Olympic silver medalist PV Sindhu achieved yet another personal milestone by becoming the first Indian to win the Korea Open title.
She beat reigning world champion Nozomi Okuhara 22-20, 11-21, 21-18 to win her third super series title in the year.
In the process, she exacted sweet revenge for her World Championship defeat last month, where she had lost to the same player.
The 22-year-old Hyderabadi won in an hour and 24 minutes at the SK Handball Stadium.
Okuhara had conquered the Hyderabadi in the World Championships final in August in Glasgow.
After the August 27 win, the Rio Olympic bronze medallist Okuhara, 22, had taken a 4-3 lead in career meetings against Sindhu.
But in this South Korean capital, Sindhu was presented a chance to avenge the Glasgow loss --and the Indian came out on top.
Sindhu started the game brightly, holding a 5-2 lead early in the first game. Okuhara fought back and equalized at the seven-point mark, firing some delectable drop shots. Sindhu, however, held a two-point lead at the mid-game break.
Later, Okuhara grabbed four consecutive points to take a 13-12 lead. But Sindhu ended the momentum with a crisp winner. She then matched Okuhara shots for shots and didn't allow the Japanese to dictate th e pace of the game.
Even though Okuhara tried to play long rallies, Sindhu was smart enough to not give her much space to go for aggressive strokes.

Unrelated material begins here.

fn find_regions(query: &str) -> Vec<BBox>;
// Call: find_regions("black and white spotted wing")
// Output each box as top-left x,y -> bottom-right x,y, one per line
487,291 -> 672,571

Sindhu held a 19-17 lead and it became 20-18. Okuhara managed to save two game points as she equalized 20-all. Sindhu then stamped her authority with two shots which Okuhara failed to defend as the Indian clinched the first game 22-20.

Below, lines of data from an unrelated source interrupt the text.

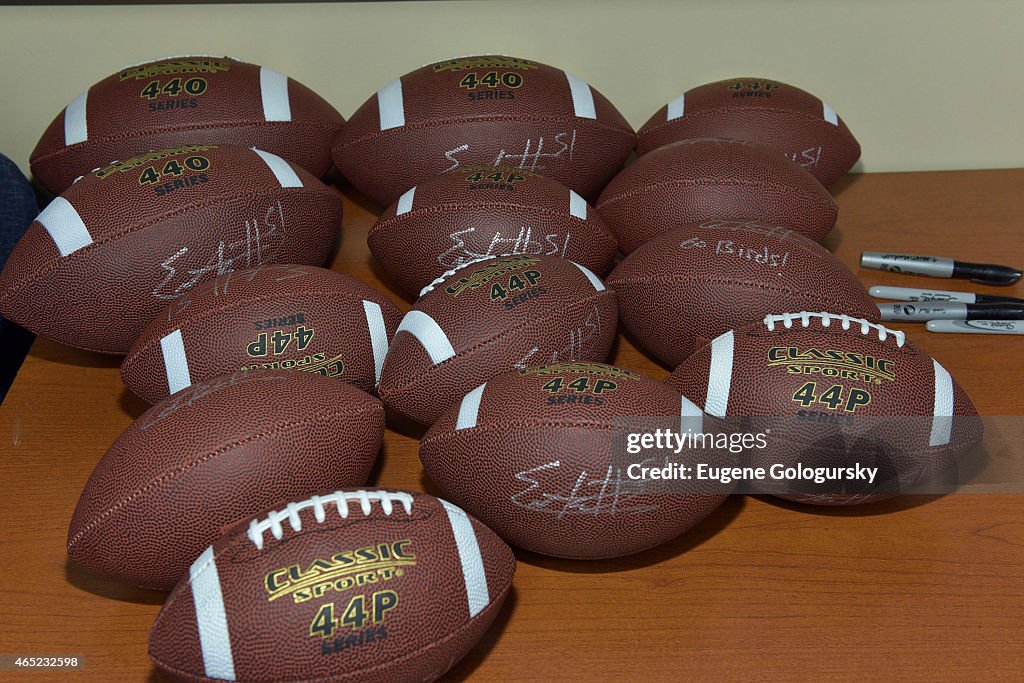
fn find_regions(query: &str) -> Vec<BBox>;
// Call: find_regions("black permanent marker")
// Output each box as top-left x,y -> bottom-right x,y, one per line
925,321 -> 1024,335
879,301 -> 1024,323
867,285 -> 1024,303
860,251 -> 1021,286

In the second game, Okuhara stepped up her game and went for the attack straightaway. She opened up an 11-6 handsome lead.
Okuhara likes to move the shuttle quicker than Sindhu and the Japanese's sharp game forced the Indian on the backfoot. Okuhara won the second game in a flash, with a scoreline of 21-11.
In the decider, Sindhu started on a strong note, holding an 8-4 lead early. She mixed aggressive smashes with cunning net-game which rattled the Japanese, who was forced to trail throughout the match.
A six-point advantage for Sindhu at the mid-game break meant Okuhara was left with a mountain to climb. Okuhara tried her best but Sindhu continued to pick points to keep the Japanse at bay.
An 18-14 lead seemed to be healthy for Sindhu but a feisty Okuhara didn't allow the Indian to roll to the title. Okuhara then managed to save two match points. But eventually Sindhu remained calm and composed to seal a 21-18 win to bag the title.